Semantic Memory
How we remember our knowledge of the world
When I was in high school, everyone in my English class was required to use a software called Membean to learn vocabulary. This software, the website assured us, was designed to teach us “scientifically,” using the technique of spaced repetition. Spaced repetition works by exploiting the shape of the forgetting curve [1] – after each time rehearsing a concept, the decay time slows down, until the concept effectively enters long-term memory. Membean, and software like it, gradually lengthen the time between practice exercises for each word, helping users rehearse words whenever they get towards a low point on the forgetting curve. Whether because of spaced repetition or otherwise, the software seems to have worked – I catch myself using Membean words to this day, like incongruent, obsolescent, and so on. Other apps using spaced repetition include Anki, which supports custom flash card decks, and Duolingo, which is focused on language learning.
The promise of these tools is compelling: to help you remember things forever. They hope to achieve this by hacking the brain’s inbuilt learning mechanisms, in ways that would rarely be encountered naturally – how many times would I see “incongruent” in my daily life? – and are approximated by formal education systems. To this end, learning techniques that target semantic memory have may be the most effective example of cognitive function enhancement, compared to our attempts to improve attention, working memory, and other functions.
Thus, further knowledge of semantic memory – that is, memory for world knowledge as distinct from memory for events – seems likely to yield improvements in pedagogy. For example, how is semantic memory implemented in the brain? To what extent is semantic memory hierarchical? And how should these insights inspire or cast doubt upon artificial systems that seek to enhance semantic memory?
The neural basis of semantic memory is tough to isolate to a single brain region, perhaps because the remembered concepts span a wide range of features and modalities. For example, semantic memory can encode the call of a mockingbird, the sight of a German Shephard, and the definition of a vector space in linear algebra. Each of these modalities – sound, sight, and abstract idea – has its own associated perceptual and imagery-associated regions, which should understandably be involved in encoding such memories to avoid redundancy. Assuming this to be true leaves two possibilities: either semantic memory is a distributed process across a variety of brain regions, or it depends on a brain region to centrally coordinate the encoding of memories.
In a 2007 review, Patterson and colleagues investigated this very question by considering patients with semantic dementia – a neurodegenerative disorder causing the degradation of semantic memory [2]. They observe that semantic dementia almost always cooccurred with damage to the anterior temporal lobe (ATL), implying that it might be a hub for semantic memory. Moreover, the region is conveniently located between sensorimotor areas, episodic memory areas in the medial temporal lobe, and limbic areas, making it an ideal location for an amodal hub combining sensorimotor, event-related, and affective information. However, they noted that neuroimaging evidence, due to technological limitations at the time, had yet to yield definitive evidence.
In contrast to Patterson’s point of view, a 2011 review by Binder and Desai argued that the anterior temporal lobe is not a hub for semantic memory – they say the dementia evidence is inconclusive [3]. Instead, they promote a view in which perceptual networks, such as visual and auditory processing systems, function as the modality-specific portions of semantic memory, and conceptual memory functions through the progressive abstraction and association of these multimodal networks. They call their view “embodied abstraction,” to reflect that semantic memory is better thought of as an abstraction layer over perceptual networks as opposed to a separate representation system.
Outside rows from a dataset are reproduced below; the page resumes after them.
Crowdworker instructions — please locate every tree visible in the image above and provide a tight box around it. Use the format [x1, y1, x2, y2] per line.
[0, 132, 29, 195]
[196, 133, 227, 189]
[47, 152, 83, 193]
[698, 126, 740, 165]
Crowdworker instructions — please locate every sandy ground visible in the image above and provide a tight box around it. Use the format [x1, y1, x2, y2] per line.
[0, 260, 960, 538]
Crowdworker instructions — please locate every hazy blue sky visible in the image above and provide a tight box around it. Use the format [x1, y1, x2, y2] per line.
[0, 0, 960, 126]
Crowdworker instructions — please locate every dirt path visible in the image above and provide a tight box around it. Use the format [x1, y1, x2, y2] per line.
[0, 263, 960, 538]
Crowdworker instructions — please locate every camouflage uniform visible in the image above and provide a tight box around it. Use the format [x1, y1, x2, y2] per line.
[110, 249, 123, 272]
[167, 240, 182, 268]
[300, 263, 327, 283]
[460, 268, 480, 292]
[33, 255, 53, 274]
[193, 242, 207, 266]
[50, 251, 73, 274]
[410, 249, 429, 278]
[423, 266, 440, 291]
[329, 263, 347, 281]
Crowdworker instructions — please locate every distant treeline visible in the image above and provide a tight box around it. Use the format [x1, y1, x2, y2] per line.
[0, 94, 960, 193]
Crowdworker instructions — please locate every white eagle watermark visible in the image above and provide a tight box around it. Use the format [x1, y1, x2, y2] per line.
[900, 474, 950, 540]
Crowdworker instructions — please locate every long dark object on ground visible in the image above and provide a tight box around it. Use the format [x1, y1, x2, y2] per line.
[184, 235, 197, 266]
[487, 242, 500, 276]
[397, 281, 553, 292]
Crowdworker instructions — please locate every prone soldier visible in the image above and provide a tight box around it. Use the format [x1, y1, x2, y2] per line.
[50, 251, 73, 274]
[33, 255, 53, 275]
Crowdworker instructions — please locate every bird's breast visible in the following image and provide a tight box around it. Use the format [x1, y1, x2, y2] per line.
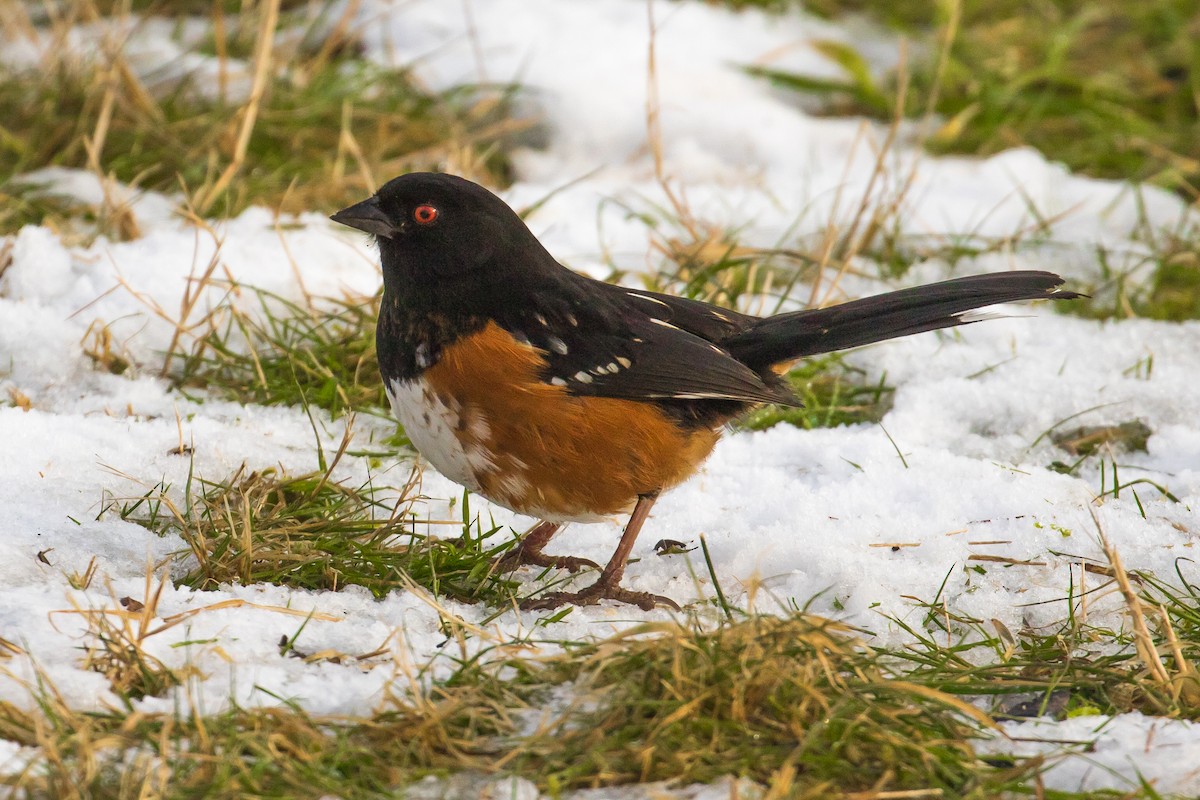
[385, 324, 718, 522]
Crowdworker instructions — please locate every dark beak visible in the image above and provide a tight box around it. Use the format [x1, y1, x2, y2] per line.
[330, 197, 400, 239]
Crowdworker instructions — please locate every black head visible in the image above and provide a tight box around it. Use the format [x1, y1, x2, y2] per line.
[331, 173, 552, 282]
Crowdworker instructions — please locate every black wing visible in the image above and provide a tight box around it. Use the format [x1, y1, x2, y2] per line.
[487, 276, 798, 404]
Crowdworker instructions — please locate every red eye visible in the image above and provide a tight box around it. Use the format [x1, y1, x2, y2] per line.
[413, 205, 438, 225]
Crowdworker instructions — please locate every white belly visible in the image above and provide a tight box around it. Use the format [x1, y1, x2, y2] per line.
[386, 378, 496, 492]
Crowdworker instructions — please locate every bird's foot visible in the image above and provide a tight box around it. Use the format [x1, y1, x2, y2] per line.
[521, 581, 680, 610]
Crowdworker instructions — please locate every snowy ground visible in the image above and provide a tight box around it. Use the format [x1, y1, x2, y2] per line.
[0, 0, 1200, 794]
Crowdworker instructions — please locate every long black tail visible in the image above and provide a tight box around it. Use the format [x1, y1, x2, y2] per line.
[721, 271, 1081, 369]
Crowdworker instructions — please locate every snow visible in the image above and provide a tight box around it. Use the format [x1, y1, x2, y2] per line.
[0, 0, 1200, 794]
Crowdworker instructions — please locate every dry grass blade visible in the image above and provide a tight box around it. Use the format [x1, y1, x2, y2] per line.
[106, 434, 516, 606]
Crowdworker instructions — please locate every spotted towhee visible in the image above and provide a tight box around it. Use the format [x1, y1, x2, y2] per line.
[332, 173, 1079, 609]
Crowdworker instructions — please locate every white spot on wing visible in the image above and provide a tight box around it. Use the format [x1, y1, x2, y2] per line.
[388, 378, 496, 492]
[625, 291, 671, 308]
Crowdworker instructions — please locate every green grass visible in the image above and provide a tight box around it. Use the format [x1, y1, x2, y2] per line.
[738, 353, 895, 431]
[763, 0, 1200, 198]
[164, 287, 388, 416]
[109, 460, 517, 607]
[0, 0, 523, 239]
[0, 581, 1200, 799]
[732, 0, 1200, 320]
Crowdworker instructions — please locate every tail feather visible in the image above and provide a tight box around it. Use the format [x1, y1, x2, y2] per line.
[721, 271, 1081, 371]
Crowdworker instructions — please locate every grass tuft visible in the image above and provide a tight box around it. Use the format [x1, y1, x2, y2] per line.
[738, 353, 895, 431]
[108, 459, 516, 606]
[166, 287, 388, 416]
[0, 0, 528, 239]
[501, 615, 1022, 796]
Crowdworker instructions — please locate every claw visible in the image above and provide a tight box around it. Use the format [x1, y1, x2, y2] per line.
[521, 581, 680, 612]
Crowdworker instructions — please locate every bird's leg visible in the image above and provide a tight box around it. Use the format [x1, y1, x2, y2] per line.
[497, 522, 600, 572]
[521, 492, 679, 610]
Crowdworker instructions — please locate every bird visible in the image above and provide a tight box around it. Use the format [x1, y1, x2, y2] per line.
[331, 173, 1081, 610]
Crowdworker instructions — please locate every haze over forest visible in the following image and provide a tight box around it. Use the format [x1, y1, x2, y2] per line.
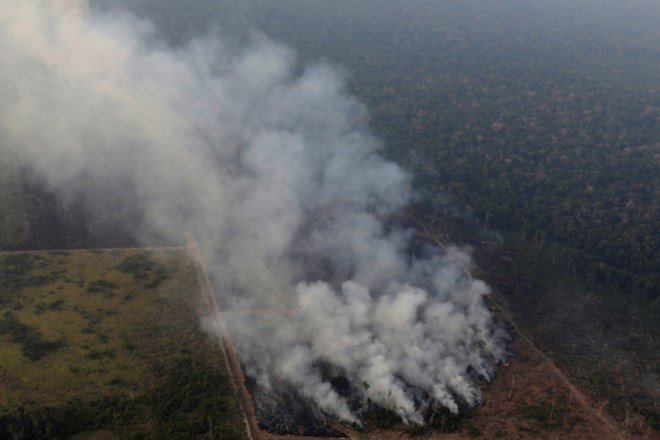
[0, 0, 660, 436]
[91, 0, 660, 430]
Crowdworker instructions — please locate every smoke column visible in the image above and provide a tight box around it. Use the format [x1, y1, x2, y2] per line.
[0, 0, 504, 422]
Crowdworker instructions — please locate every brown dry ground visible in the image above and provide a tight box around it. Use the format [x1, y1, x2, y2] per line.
[187, 230, 660, 440]
[256, 310, 660, 440]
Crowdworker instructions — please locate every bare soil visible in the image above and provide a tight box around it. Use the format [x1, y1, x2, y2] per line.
[187, 230, 660, 440]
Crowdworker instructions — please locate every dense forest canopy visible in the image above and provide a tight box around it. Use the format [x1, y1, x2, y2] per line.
[236, 0, 660, 299]
[90, 0, 660, 300]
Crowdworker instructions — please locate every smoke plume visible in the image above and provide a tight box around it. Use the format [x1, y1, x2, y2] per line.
[0, 0, 504, 422]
As an extension of this view, Binder offers the idea of “convergence zones” that connect sensory modalities, which in practice seems to differ from the ATL-hub view both in implicating different brain regions and grounding representations in their sensorimotor modalities [4]. Taking the search for embodied abstractions yet further, Huth and co-authors identified a consistent functional mapping, in which the same brain areas correspond to the same kinds of semantic concepts across individuals [5]. Continued refinement of this “semantic atlas,” especially in clarifying the role of brain areas currently assumed to be functionally homogenous, could yield evidence of convergence zones specific to different kinds of concepts.
But what can these neuroimaging and lesion studies say about the underlying structure – that is, the computational structure – of memory and learning? For this, we need computational models to explain the behavioral and neural evidence. As Kumar describes in a 2021 review, semantic memory models broadly fall into three categories: associative, distributional, and feature-based models. Associative models see memory as a graph, in which concepts are nodes and relations between concepts are edges. For example, if a person knows that a bird is an animal, the nodes for “animal” and “bird” might be connected by a “is-a” relationship, because a bird is an animal [6]. In support of this view, people seemed to take more time to process deeper hierarchical relationships, which is explained well by graph traversal. Feature-based models imagine that concepts are encoded as combinations of features – for example, one person’s model might encode that a bird is a thing that moves and has feathers and wings. An animal is a thing that moves. Therefore, a bird is an animal because it overlaps in that feature. While associative models are effective for explaining relationship memory, feature-based models are more effective for explaining object recognition. However, as Kumar notes, both models lack a plausible method for learning. This is where distributional semantic models (DSMs) excel. DSMs are trained to learn distributions of semantic information in the real world, most commonly distributions of words. The simplest versions of distributional semantic models are cooccurrence matrices, which increment a counter whenever two words are seen in the same sentence. For example, “dog” and “cat” often appear in similar contexts, so their cooccurrence vectors would encode their similarity. While many related words don’t ever cooccur and cooccurrence fails to capture word order, more sophisticated DSMs can also account these issues using techniques like neural networks and positional encoding. In fact, the transformer, the underlying architecture of GPT-4 and other language models, can also be considered a DSM. One critique of DSMs is that they step away from biological plausibility by training upon terabytes of text-only data. However, it seems like ongoing research in multimodal and low-resource models should make DSMs ever more plausible in modelling both learning and memory.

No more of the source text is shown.